Вейжон почувствовал, как могучая рука легла на его правое плечо. Его разум и сердце потянулись к этой руке в ответ, и оболочка сверкающего голубого света скользнула по его собственной правой руке. Она скользнула вдоль древка его копья, собираясь в сверкающий ореол вокруг лезвия в форме листа, и он глубоко вздохнул.

- Сейчас, Хартанг! - крикнул он, его голос прорезал оглушительный шум так же чисто, как меч, затененный и разносимый эхом собственного голоса Бога войны, и Хартанг Марагсон услышал его.

- Открыть! - взревел Хартанг, и острие клина, причина, по которой Орден атаковал клином, нацеленным прямо на Зурака, открылось. Воины с топорами в доспехах, которые формировали его, те, кто выжил, мгновенно расступились, и горстка упырей между ними и Зураком оказалась лицом к лицу с чем-то еще более ужасающим, чем топоры Конокрадов.

- Томанак!

Боевой клич Вейжона из Харграма прозвучал как труба, и его конь рванулся вперед.

Этот конь был подарком Теллиана из Балтара, и любой князь заплатил бы целое состояние, чтобы завладеть им. И все же это был не "скакун", и даже "скакун" никак не мог развить полную скорость на таком маленьком пространстве. Просто не хватало расстояния.

Это не имело значения. Каким-то образом, каким-то образом те, кто видел, как это произошло, знали, что даже тогда они никогда не смогут описать даже самим себе, боевой конь Вейжона одним прыжком перешел с места на полный галоп, и сверкающий наконечник его копья пронесся перед ним.

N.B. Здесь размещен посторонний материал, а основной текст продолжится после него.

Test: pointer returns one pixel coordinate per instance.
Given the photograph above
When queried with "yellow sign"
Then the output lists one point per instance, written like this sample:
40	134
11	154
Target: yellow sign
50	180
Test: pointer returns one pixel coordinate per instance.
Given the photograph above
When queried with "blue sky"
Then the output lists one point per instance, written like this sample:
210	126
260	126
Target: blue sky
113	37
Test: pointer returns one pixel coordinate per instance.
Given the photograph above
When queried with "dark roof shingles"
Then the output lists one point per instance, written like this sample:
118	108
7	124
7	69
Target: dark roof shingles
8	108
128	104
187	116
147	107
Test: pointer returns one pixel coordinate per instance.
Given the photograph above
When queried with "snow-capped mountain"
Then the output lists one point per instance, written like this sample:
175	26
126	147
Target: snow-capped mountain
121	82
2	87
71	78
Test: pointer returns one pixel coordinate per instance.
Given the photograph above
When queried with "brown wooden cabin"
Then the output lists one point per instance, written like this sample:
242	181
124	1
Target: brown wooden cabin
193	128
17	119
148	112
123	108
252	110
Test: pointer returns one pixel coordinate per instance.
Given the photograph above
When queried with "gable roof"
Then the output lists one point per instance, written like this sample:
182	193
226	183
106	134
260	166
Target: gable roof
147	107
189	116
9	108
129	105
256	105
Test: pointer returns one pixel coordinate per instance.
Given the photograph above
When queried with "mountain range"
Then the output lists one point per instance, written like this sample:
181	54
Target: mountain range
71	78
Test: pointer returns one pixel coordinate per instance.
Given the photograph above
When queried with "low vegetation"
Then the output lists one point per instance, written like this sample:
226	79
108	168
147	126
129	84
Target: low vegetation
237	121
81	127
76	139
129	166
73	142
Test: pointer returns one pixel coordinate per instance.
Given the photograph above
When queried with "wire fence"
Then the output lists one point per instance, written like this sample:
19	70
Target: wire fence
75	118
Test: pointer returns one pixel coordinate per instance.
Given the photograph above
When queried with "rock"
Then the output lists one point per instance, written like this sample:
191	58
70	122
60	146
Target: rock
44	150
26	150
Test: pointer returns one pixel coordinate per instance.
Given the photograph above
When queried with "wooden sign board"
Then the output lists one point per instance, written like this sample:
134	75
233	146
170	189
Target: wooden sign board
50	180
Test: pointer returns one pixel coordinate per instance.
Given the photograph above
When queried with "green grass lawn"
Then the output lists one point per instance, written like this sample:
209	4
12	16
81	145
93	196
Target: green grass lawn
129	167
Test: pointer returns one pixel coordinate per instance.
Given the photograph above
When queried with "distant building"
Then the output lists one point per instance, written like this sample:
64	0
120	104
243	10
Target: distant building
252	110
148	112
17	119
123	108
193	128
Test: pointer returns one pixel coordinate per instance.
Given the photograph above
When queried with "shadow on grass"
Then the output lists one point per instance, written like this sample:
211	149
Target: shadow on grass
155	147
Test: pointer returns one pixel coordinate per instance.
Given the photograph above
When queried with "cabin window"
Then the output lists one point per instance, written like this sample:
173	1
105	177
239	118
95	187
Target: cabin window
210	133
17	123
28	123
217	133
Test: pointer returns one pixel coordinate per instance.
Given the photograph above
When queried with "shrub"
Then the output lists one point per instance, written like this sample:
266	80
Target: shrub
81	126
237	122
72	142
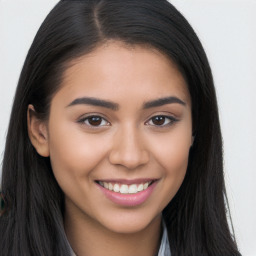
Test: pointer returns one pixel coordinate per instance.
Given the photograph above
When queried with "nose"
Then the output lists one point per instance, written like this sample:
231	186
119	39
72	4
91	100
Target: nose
128	149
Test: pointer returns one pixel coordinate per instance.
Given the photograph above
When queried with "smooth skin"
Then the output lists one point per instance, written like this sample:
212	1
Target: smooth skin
123	140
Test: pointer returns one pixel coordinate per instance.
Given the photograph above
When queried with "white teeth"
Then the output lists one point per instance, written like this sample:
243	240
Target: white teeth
124	188
116	188
140	187
145	186
133	189
105	184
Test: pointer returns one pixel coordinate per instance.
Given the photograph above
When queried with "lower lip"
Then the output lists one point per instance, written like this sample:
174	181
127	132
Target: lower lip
128	199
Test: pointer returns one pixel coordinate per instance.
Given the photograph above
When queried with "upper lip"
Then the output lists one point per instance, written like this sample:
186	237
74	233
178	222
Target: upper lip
128	181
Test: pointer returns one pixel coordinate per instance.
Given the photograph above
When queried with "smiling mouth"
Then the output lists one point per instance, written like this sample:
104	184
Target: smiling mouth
125	188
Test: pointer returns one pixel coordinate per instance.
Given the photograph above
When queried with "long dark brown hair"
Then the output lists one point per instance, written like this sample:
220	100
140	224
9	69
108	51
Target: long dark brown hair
32	223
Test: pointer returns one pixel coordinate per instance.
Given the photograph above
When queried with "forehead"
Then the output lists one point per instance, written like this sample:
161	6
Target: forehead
115	68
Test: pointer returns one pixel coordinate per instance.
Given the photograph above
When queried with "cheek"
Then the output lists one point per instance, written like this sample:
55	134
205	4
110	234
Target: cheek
171	153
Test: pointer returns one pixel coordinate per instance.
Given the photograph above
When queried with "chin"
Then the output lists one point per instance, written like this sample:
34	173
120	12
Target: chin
131	224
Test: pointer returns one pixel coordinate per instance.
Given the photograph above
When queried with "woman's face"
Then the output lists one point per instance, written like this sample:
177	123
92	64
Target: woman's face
122	119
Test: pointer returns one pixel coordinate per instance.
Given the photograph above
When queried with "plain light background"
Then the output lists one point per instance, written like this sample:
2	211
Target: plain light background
227	29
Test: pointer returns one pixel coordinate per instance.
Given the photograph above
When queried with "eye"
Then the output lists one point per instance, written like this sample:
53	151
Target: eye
161	120
95	121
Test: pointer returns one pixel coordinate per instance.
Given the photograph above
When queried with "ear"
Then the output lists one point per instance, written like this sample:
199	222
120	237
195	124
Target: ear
37	131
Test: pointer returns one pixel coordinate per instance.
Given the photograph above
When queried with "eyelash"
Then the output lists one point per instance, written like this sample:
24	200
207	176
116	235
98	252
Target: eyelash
85	121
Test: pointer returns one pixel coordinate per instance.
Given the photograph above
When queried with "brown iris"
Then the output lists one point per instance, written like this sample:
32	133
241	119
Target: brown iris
158	120
95	120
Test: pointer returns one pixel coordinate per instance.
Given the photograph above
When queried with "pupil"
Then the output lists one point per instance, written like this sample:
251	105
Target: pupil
96	120
159	120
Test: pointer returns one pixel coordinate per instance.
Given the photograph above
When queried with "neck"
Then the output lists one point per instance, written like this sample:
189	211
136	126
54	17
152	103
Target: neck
88	237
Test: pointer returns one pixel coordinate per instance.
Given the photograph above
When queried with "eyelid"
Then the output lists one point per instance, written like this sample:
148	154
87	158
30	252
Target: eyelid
170	117
83	118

Рваный заслон из упырей между ним и Зураком отскочил в сторону, отчаянно пытаясь избежать приближающегося к ним лазурного призрака. Горстка была слишком медленной; ореол голубой молнии, потрескивающей вокруг наконечника копья Вейжона, коснулся их, и они дернулись, оцепенев, беззвучно открыв рты в криках, которые они не успели издать, прежде чем взорвались облаками пепла.

Затем они исчезли, и глаза Зурака вспыхнули зеленым и багровым сквозь бурлящую завесу смертельного огня, когда он взревел от голода и бросился навстречу своему врагу.

Они встретились во вспышке яркого, чистого голубого света и болезненной зелени разложения, и десятки существ были сбиты с ног тихим сотрясением этого столкновения. Сверкающий наконечник копья пролетел мимо протянутых рук Зурака. Копье ударило в него, и он закричал в большей агонии, чем когда-либо испытывал. Очищающий свет Томанака вырвался из него наружу, разрывая его, поглощая его. Он был жестче и намного, намного могущественнее, чем упыри, которые были уничтожены легчайшим прикосновением этого ореола, но его горящие глаза недоверчиво выпучились, когда он почувствовал, что распадается, превращаясь в ничто, когда это всепожирающее пламя пронзило его насквозь.